11
Jan
08

the relationship between place and space………..

This blog entry focuses on the relationship between place and space.  I feel it is important for me to understand this because it filters through the main preoccupation of my project, which is how our movement through this space affects our perception of identity within this space.  So it’s back to Marc Auges book for a little info on this concept. 

The distinction between places and non-places derives from the opposition between place and space.  An essential preliminary here is the analysis of the notions of place and space suggested by Michael de Certeau.  He himself does not oppose ‘place’ and ‘space’ in the way that ‘place is opposed to ‘non-place’.  Space, for him is a ‘frequented place’, ‘an intersection of moving bodies’: it is the pedestrians who transform a street into a space.

‘The space could be to the place what the word becomes when it is spoken: grasped in the ambiguity of being accomplished, changed into a term stemming from multiple conventions, uttered as the act of one present (or one time), and modified by the transformations resulting from successive influences….’

Certeau highlights the importance of narrative that ceaselessly ‘transforms places into spaces and spaces into places’

‘There follows, naturally a distinction between ‘doing’ and ‘seeing’, observable in everyday language which by turn suggests a picture (‘there is…’) and organises movements (‘you go in, you cross, you turn…’)

Finally there is the journey narrative, the element that has the most importance to my project, which is compatible with the double necessity of ‘doing’ and ‘seeing’

‘….histories of journeys and actions are punctuated by the mention of the places resulting from them or authorising them’
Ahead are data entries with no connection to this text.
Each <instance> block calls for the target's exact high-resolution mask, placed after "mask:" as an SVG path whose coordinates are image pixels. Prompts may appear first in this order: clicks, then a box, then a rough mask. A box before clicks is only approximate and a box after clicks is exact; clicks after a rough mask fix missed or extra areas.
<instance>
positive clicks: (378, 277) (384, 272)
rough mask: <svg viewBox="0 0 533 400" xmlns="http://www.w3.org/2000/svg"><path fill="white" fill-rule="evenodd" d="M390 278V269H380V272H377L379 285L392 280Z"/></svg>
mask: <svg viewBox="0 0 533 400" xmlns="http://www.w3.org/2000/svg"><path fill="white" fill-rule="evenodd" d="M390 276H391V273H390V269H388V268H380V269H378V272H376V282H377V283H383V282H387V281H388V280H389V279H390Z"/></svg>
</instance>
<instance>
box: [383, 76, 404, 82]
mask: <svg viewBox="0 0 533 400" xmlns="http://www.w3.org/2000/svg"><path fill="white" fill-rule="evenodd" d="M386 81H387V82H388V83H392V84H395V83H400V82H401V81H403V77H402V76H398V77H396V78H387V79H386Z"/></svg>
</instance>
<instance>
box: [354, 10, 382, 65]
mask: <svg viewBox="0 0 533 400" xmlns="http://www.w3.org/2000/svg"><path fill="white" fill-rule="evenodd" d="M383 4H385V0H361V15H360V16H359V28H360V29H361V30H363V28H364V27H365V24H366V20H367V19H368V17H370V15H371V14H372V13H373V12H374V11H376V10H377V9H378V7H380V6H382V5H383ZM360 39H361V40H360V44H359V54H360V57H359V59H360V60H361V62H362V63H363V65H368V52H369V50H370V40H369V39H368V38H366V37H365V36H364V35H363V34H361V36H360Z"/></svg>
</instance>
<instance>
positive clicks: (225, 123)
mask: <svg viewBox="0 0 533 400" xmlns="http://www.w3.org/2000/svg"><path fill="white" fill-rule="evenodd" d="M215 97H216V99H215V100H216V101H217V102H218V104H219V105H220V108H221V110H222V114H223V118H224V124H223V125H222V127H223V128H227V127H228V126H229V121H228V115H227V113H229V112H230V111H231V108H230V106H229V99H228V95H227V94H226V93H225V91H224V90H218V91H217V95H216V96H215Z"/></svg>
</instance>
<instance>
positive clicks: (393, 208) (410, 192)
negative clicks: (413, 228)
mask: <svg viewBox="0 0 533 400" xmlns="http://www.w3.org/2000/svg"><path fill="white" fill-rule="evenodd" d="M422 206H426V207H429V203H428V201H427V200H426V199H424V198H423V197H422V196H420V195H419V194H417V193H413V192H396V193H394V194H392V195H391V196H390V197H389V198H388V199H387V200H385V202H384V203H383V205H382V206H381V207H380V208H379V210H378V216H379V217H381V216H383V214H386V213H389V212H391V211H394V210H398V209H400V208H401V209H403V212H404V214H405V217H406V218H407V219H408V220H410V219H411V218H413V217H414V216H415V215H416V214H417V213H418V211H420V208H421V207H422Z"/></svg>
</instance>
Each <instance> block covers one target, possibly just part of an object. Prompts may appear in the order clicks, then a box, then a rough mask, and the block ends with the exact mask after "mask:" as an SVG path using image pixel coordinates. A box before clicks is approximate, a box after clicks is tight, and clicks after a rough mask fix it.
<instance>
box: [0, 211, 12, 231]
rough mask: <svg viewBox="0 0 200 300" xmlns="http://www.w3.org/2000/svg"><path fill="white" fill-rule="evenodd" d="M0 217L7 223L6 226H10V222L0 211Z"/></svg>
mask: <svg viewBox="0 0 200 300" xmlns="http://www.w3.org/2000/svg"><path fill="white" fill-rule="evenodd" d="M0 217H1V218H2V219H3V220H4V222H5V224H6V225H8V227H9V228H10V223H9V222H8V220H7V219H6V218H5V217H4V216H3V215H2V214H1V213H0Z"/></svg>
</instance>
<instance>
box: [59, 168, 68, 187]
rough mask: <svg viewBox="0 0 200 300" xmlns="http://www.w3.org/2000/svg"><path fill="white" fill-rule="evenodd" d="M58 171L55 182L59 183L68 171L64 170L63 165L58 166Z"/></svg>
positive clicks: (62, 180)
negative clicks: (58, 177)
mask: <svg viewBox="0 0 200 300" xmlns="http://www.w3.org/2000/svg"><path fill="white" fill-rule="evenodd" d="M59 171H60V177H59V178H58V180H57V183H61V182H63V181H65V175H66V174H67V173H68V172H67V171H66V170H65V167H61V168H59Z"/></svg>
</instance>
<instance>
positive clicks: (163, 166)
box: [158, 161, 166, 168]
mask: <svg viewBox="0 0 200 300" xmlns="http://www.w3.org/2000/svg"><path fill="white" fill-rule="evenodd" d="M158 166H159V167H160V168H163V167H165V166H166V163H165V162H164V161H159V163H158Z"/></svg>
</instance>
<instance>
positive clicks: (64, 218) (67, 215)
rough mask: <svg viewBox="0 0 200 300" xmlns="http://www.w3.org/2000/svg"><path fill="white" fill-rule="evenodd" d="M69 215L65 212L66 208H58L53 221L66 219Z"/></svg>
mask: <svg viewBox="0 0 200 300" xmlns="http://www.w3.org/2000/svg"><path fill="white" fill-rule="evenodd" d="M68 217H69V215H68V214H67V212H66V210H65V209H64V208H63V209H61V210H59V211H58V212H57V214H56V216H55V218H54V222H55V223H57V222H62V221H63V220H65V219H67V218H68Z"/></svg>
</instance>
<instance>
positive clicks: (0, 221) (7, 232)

When discussing Certeaus suggestions of the relationship between place and space, Auge argues that;

‘like the journey, this narrative that describes it traverses a number of places.  This plurality of places, the demands it makes on the powers of observation and description (the impossibility of seeing everything or saying everything), and the resulting feeling of ‘disorientation’ causes a break or discontinuity between the spectator-traveller and the space of the landscape he is contemplating or rushing through.  This prevents him from perceiving it as a place, from being fully present in it, even though he may try to fill the gap with comprehensive and detailed information out of guidebooks….journey narratives’

He continues to write:

‘Space, as a frequentation of places rather than place stem in effect from the double movement; the traveller’s movement, of course, but also a parallel movement of the landscape which he catches only in partial glimpses, as a series of ‘snapshots’ piled hurriedly into his memory and, literally, recomposed in the account he gives to them.’

It is this final paragraph that I can really relate to my project.  Maybe because of the speed of our movement through this space (or this non-place) in order to reach a destination that has been previously defined by others (the narrative) and to a place that we have some association with (due to it being of historical or relational value) that we fail to convincingly absorb the actual journey itself.

We fail to identify with this space because it is not on our agenda to do so.  We have little intention to recollect and understand it.

But I feel there are examples of identity within this space, there are indications of events and experiences that literally litter the non-place, from the flowers that hang of the central reservations of our roads and motorways to the marks made by graffiti artists on the undersides of railway tunnels. 

It is these subtle interventions of identity that I want my project to draw attention too.  For me it is far more interesting that trying to identify to with an archetypal structure or site of cultural intrigue that so many of us seem to feel a some sort of societal duty to experience and understand.